Michael Woods blew away the room at OpRiskNA last month with his discussion on how Machine Intelligence helps construct effective revenue forecast models for CCAR. While we talk about the subject in some detail below, the video of the talk and the superb Q&A that follows is not to be missed. Check it out here:
Feel free to grab the slide deck here.
After the market collapse in 2008, the Federal Reserve implemented a series of annual tests to ensure that the largest bank holding companies in the US could withstand another potential economic and financial shock. The tests, DFAST and CCAR, assess the bank’s capabilities based on adverse economic scenarios relying on their data, requirements, and supervisory exercises.
The toughest issues in terms of operational risk management include model creation, model validation, and model governance. Simultaneously, the growing issue of data complexity makes this increasingly challenging because as it grows, it also becomes more and more difficult to build effective models that are statistically valid.
With these data sets, even the simplest model construction procedure produces a massive number of potential models that you need to consider. To put things into perspective, a “simple” data set with thousands of variables has over two trillion models. Within this immense amount, you also have to keep in mind that many are invalid and will be no help in effectively forecasting revenue.
In order to weed out and assess these variables, you must combine machine intelligence and human intelligence to drill down to exactly which of those two trillion models are necessary to explore.
Ayasdi has a software platform for executing and developing Machine Intelligence applications that leverage complex data. We have the ability to apply a framework that consolidates this algorithmic information and identifies the most important structure in the data. You are then able to identify which algorithmic information is most important to your dataset and present it to the user in a way that allows you to really capture and convey the complexity.

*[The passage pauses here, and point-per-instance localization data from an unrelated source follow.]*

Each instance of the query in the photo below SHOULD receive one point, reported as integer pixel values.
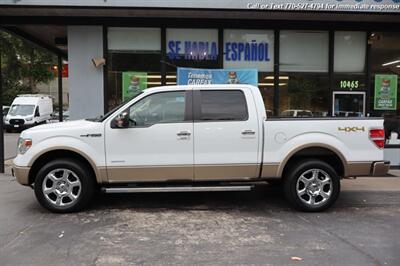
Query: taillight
(378, 137)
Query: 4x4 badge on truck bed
(351, 129)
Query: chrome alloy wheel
(61, 187)
(314, 187)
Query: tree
(23, 66)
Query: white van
(28, 110)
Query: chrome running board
(174, 189)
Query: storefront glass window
(253, 49)
(197, 48)
(303, 78)
(385, 71)
(349, 82)
(134, 56)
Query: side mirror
(121, 121)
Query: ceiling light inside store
(391, 63)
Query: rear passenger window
(229, 105)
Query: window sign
(192, 44)
(133, 83)
(349, 84)
(249, 48)
(385, 92)
(197, 76)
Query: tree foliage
(23, 66)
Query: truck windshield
(21, 109)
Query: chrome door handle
(248, 132)
(183, 133)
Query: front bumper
(380, 168)
(22, 174)
(18, 127)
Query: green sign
(385, 92)
(132, 83)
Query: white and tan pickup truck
(197, 138)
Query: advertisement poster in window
(385, 92)
(132, 83)
(196, 76)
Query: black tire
(293, 184)
(83, 194)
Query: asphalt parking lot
(237, 228)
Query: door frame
(334, 93)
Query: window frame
(188, 112)
(197, 106)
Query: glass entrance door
(348, 103)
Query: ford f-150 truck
(197, 138)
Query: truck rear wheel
(64, 185)
(312, 186)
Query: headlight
(24, 145)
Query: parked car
(28, 110)
(55, 116)
(297, 113)
(197, 138)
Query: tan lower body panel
(226, 172)
(181, 172)
(150, 173)
(351, 169)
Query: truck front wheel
(64, 185)
(311, 185)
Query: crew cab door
(158, 143)
(226, 134)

Michael’s talk outlines how Ayasdi helped a major US bank rapidly identify those variables that impact revenue, from thousands of variables, and then create effective forecast models that helped them pass CCAR with flying colors.

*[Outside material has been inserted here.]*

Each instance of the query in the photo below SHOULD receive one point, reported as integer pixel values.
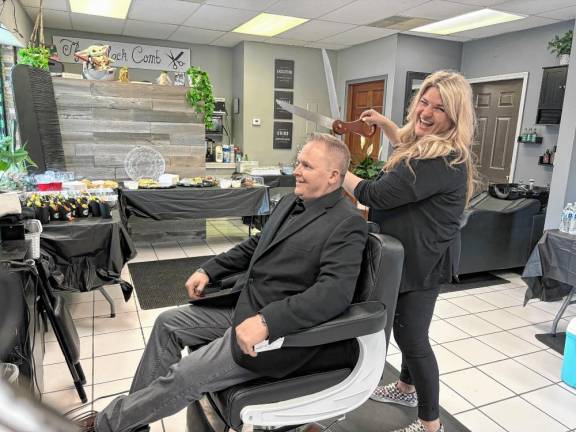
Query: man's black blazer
(297, 276)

The story here is distilling complexity – something our software excels at. For this client, and others in the financial services space, our ability to find the elements that are important within complex, highly-dimensional data sets is what distinguishes us from the “point solutions” that abound. That’s important because with 40 percent growth in data volume, the number of potential models for the client discussed in this video will exceed 8 trillion in the next year – and that’s a lot.